Die Uni Potsdam sagt eine dreiteilige Vortragsreihe der Präsidentin des Bundes der Vertriebenen nach Protesten ab
(TAZ, Peter Nowak, 30.5.08) Dass sie in Polen auf Widerstand stößt, ist der CDU-Politikerin und Präsidentin der
Vertriebenen, Erika Steinbach, klar. Doch in der brandenburgischen Landeshauptstadt
Potsdam hat sie wohl kaum damit gerechnet. Drei Veranstaltungen sollte die
CDU-Politikerin im Rahmen der Veranstaltungsreihe “Siedlungsgeschichte der Deutschen
in Ostmittel€pa” an der Potsdamer Uni absolvieren. Doch am Mittwochabend wurden
diese Termine abgesagt. Schon der Steinbach-Auftritt musste am Dienstagabend nach
heftigen Protesten und einem massiven Polizeieinsatz auf dem Campus ausfallen.
Rund 100 Studenten hatten mit einer Blockade ihren Vortrag am Historischen Institut
verhindert. Die Polizei löste die Sitzblockade auf. Nach Angaben des Asta der
Universität ging die Polizei gewaltsam gegen Studierende vor. Die Asta-Vorsitzende
Sabine Finzelberg sei verletzt worden. Vor der Veranstaltung hatte der Asta daran
erinnert, dass Steinbach 1990 im Bundestag gegen die Anerkennung der
Oder-Neiße-Grenze gestimmt habe. Steinbach vertrete gegenüber Polen revanchistische
Positionen, die nirgends ein Podium bekommen sollen, sagte zudem der
Öffentlichkeitsreferent des Asta, Tamás Blénessy, der taz.

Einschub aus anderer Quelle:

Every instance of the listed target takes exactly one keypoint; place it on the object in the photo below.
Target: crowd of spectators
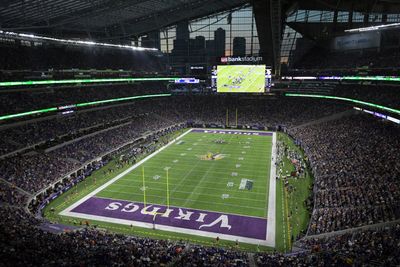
(24, 243)
(355, 161)
(34, 170)
(353, 186)
(387, 95)
(378, 247)
(10, 195)
(22, 100)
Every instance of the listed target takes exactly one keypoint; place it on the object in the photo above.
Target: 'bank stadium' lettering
(232, 132)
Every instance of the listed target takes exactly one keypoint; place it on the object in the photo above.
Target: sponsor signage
(240, 59)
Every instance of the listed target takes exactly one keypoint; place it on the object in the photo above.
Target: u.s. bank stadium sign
(240, 59)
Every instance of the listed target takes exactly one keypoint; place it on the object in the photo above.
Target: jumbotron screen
(241, 78)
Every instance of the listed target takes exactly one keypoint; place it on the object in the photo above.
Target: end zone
(246, 229)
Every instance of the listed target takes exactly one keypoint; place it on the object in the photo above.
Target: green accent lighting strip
(46, 82)
(347, 100)
(39, 111)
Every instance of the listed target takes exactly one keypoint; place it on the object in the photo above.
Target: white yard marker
(230, 184)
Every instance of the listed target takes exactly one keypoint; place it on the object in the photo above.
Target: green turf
(253, 79)
(201, 184)
(101, 177)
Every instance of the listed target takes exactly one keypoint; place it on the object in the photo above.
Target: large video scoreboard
(241, 78)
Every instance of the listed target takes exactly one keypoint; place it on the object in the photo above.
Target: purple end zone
(232, 132)
(207, 221)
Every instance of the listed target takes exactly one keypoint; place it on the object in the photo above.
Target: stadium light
(40, 111)
(374, 28)
(74, 42)
(44, 82)
(347, 100)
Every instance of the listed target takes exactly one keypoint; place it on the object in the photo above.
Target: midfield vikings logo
(211, 156)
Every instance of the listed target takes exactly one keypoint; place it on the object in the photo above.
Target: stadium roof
(104, 18)
(122, 19)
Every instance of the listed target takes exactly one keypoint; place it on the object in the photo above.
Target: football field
(241, 79)
(213, 183)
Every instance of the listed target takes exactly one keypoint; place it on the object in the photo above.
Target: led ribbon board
(40, 111)
(347, 100)
(46, 82)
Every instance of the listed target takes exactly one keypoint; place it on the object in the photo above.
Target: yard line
(200, 201)
(205, 187)
(223, 170)
(202, 179)
(192, 192)
(151, 203)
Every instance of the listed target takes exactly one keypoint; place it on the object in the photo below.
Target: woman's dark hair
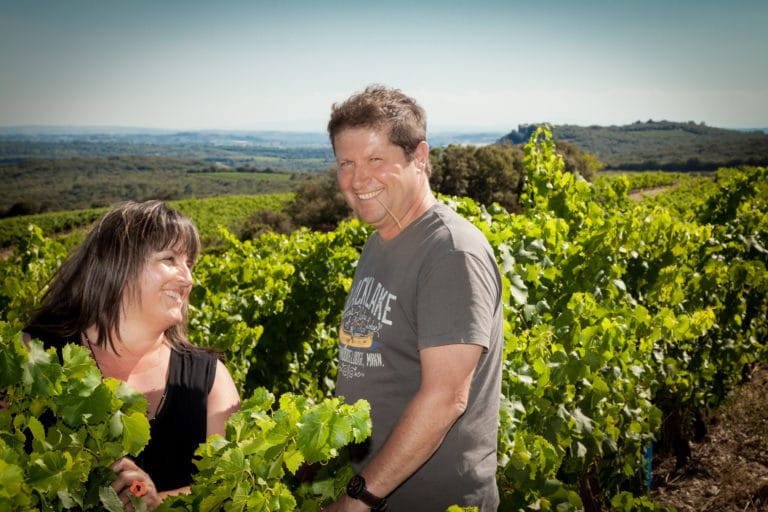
(89, 287)
(382, 108)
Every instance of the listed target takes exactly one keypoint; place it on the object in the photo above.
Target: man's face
(379, 183)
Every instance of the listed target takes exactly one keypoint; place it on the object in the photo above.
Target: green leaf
(135, 432)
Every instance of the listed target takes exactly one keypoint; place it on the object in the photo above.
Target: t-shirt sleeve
(456, 298)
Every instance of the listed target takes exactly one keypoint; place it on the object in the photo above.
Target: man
(421, 335)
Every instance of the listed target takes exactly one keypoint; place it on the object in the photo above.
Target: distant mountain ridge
(659, 145)
(650, 145)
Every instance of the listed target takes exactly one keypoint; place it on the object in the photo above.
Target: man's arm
(446, 376)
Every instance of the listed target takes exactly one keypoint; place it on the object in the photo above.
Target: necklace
(165, 388)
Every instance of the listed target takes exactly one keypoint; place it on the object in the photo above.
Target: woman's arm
(223, 400)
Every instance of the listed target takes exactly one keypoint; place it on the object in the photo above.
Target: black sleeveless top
(180, 425)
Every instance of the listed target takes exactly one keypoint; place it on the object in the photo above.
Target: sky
(476, 65)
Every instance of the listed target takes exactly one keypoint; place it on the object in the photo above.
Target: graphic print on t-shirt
(365, 313)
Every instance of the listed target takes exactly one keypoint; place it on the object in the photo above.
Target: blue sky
(473, 65)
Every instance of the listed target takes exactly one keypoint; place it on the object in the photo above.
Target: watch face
(355, 486)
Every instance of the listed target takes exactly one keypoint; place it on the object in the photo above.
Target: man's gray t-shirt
(436, 283)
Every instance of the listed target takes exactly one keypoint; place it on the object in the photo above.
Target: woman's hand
(132, 480)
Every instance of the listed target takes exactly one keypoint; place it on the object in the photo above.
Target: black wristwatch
(356, 489)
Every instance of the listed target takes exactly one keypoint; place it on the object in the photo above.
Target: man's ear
(421, 155)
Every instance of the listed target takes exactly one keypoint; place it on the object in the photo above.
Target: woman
(124, 294)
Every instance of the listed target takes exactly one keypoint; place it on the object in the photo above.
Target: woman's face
(163, 291)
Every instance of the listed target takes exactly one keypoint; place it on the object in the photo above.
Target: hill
(659, 145)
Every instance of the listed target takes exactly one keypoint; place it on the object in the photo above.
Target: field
(628, 323)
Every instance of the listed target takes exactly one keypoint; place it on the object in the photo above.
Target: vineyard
(625, 322)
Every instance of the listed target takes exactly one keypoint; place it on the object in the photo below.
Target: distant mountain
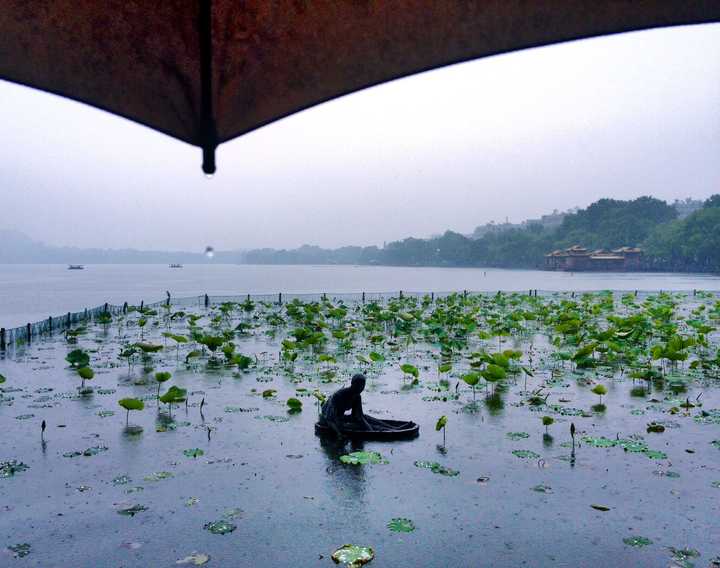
(18, 248)
(689, 244)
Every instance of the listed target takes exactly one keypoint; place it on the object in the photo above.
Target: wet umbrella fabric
(207, 71)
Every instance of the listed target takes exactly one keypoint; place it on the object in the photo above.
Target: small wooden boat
(402, 430)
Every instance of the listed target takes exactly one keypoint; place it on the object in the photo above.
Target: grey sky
(516, 135)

Zu dem Protestbündnis gehörten neben dem Asta auch linke Gruppen außerhalb des
Campus. So lobte der Brandenburger Landesverband der “Verfolgten des Naziregimes”
die Proteste als “erfolgreichen Einsatz gegen Geschichtsrevisionismus”.
Die Proteste führten auch im Publikum zu verbalen Auseinandersetzungen und
tumultartigen Szenen. Der CDU-Landabgeordnete Wieland Niekisch, der an der
Veranstaltung teilnehmen wollte, erklärte der taz, er habe sich von den
Protestierenden bedroht gefühlt.
Die Pressesprecherin der Universität, Janny Armbruster, betonte, dass die
Hochschulleitung diese Eskalation bedauert. Man habe die Polizei nicht gerufen und
auch den Initiatoren der Steinbach-Veranstaltung davon abgeraten. Doch gerade der
als Veranstaltungsleiter fungierende Professor für Staats‑, Völker und Europarecht,
Eckart Klein, wird in einer Pressemitteilung des Asta scharf angegriffen. Dort
werden die Aussagen mehrerer Anwesender zitiert, die gehört haben wollen, wie der
Dozent bei der Räumung der Blockade den Polizisten zugerufen haben soll: “Schlagt
richtig zu”. Für eine Stellungnahme war Klein bis Redaktionsschluss nicht zu
erreichen.
Die Brandenburger Wissenschaftsministerin Johanna Wanka (CDU) sagte, sie habe für
die “handgreiflichen Ausschreitungen kein Verständnis”. Die Universität sei doch der
richtige Ort für einen Dialog. Dagegen meinte der Landtagsabgeordnete Peer Jürgens
von der Linkspartei: “Eine Universität ist ein Ort wissenschaftlicher Diskussion,
aber kein Ort von revisionistischen Positionen.”